Even so, AI-related investment and spending continue to support growth. The prevailing view is that the U.S. may experience a short-term moderation rather than a broad-based recession. The stronger U.S dollar – still the anchor of commodity pricing – could in turn lift competitiveness for emerging market suppliers, prompting what some are wryly referring to as MREWGA, i.e. ‘making the rest of the world great again.’
India steps into the demand gap
India’s growth hit an inflection point in 2022, especially in metals. Copper demand has surged as many young people enter the labour force and drive industrial expansion. One third of India is urbanised today, and that is projected to reach 51% by 2050. Underlying oil demand in India already rivals China.
India was a net importer of steel in the third quarter of this year, which was an important support for prices. Indian steel mills are currently relatively small but the country is expected to become a net importer of iron ore with domestic production impacting global prices by 2028, a shift with global pricing implications.
India’s rise is more than a growth story. It is redrawing the trading clock. As Asian demand shapes global benchmarks, liquidity is increasingly migrating to markets that operate in the region’s time zone.
Asia’s trading sets the tone
Commodities trading begins in Asia and reference prices set on SGX are increasingly used worldwide. The 5.30 p.m.

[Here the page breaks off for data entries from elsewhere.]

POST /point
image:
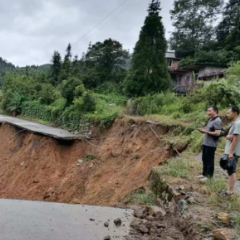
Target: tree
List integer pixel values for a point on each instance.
(149, 71)
(55, 68)
(103, 62)
(67, 64)
(228, 31)
(194, 29)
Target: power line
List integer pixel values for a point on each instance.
(76, 46)
(100, 22)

Singapore settlement window is now the most active of the day as London desks use it as forward marker and US desks use the price as a real-time reference during active trading hours, enabling them to better align with Asian flows. With increased interest in index investing and to serve overlapping sessions, SGX added an 11 p.m. reference price in Singapore time, linking regional fundamentals with global liquidity.
“Commodities remain an intensely connected global market. Price shocks in one region ripple across others almost instantly,” said Tan Tee Yong, Head of Commodity Derivatives, SGX Group. He added: “In such an environment, market participants need to price, hedge and manage risk with precision and speed. That’s why having transparent, centrally cleared benchmarks in Asia’s time zone matters, they anchor confidence across the global trading day.”

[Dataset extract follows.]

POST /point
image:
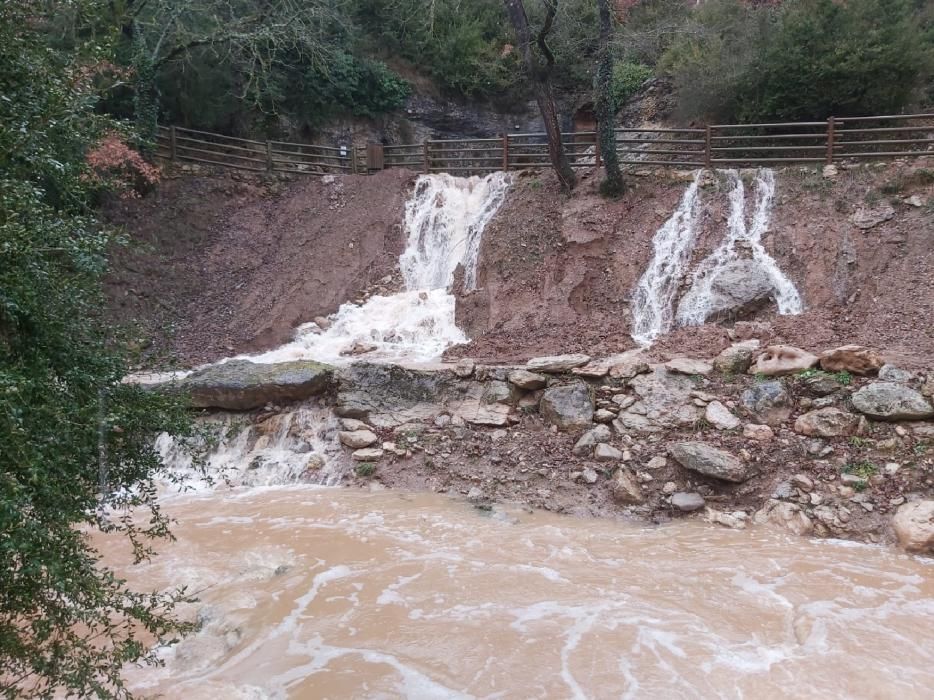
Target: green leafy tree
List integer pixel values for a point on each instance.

Performance of iron ore, the world’s most traded dry bulk commodity, remains highly correlated with the Chinese economy. Iron ore is China’s single most important import and a bellwether for Asia’s economy. As such, SGX iron ore contracts have become an increasingly global product with interest from financial market participants and approximately 31% of trading volume comes from Europe and the U.S. as the market is traded as an asset class in its own right. SGX iron ore contracts today trade at multiples of the seaborne physical market, giving investors a benchmark on par with oil.

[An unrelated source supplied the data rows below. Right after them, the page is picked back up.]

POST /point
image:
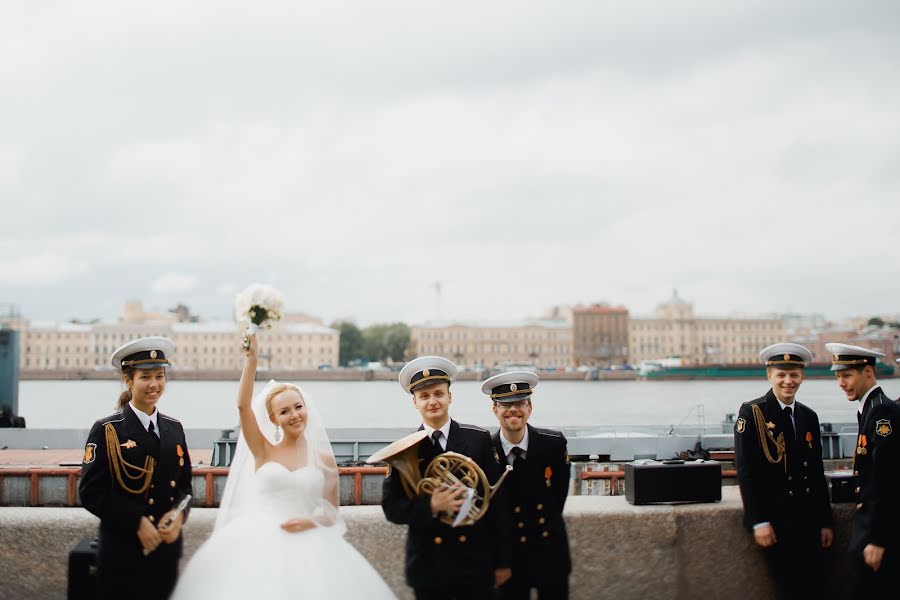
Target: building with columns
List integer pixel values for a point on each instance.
(541, 343)
(600, 335)
(675, 332)
(292, 344)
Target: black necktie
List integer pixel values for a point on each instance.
(152, 431)
(787, 415)
(519, 460)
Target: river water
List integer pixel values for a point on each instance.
(211, 404)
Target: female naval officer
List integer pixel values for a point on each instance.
(136, 470)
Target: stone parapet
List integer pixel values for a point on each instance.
(618, 550)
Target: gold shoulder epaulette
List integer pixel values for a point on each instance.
(140, 476)
(766, 436)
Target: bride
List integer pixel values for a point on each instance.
(278, 533)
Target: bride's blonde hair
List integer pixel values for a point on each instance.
(278, 389)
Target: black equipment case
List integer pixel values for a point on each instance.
(840, 486)
(651, 481)
(83, 569)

Petrochemicals are following a similar trajectory. Benzene, paraxylene and methanol flows, sensitive to freight costs and China’s export cycles, are giving traders early signals on margins and competitiveness, often before Europe reacts.
In freight, roughly one third of trading volumes now come from financial players expressing macro views on trade policies while leveraging freight’s low correlation with other asset classes for portfolio diversification purposes. Disruptions such as those in the Red Sea and droughts affecting the Panama Canal have injected volatility and pushed up voyage prices. These effects were further intensified by U.S. tariffs and Chinese port charges, adding layers of uncertainty for the shipping industry.
The result: heavier hedging and higher derivatives activities across SGX’s steel, freight and virtual-vehicle complexes, as traders manage global macro risk through commodities exposure.
SGX’s September data underscores Asia’s rising role in shaping global market benchmarks. Derivatives trading climbed 6% year-on-year to 30.6 million contracts, with commodities leading the charge. Overall commodity derivatives volume hit a record 5.4 million contracts, up 77% year-on-year, driven by iron ore futures surging 85% and strong gains across freight, petrochemicals, and rubber. This broad-based momentum signals that global investors are increasingly looking to Asia—not just for regional cues, but for benchmarks that influence the pace of international markets.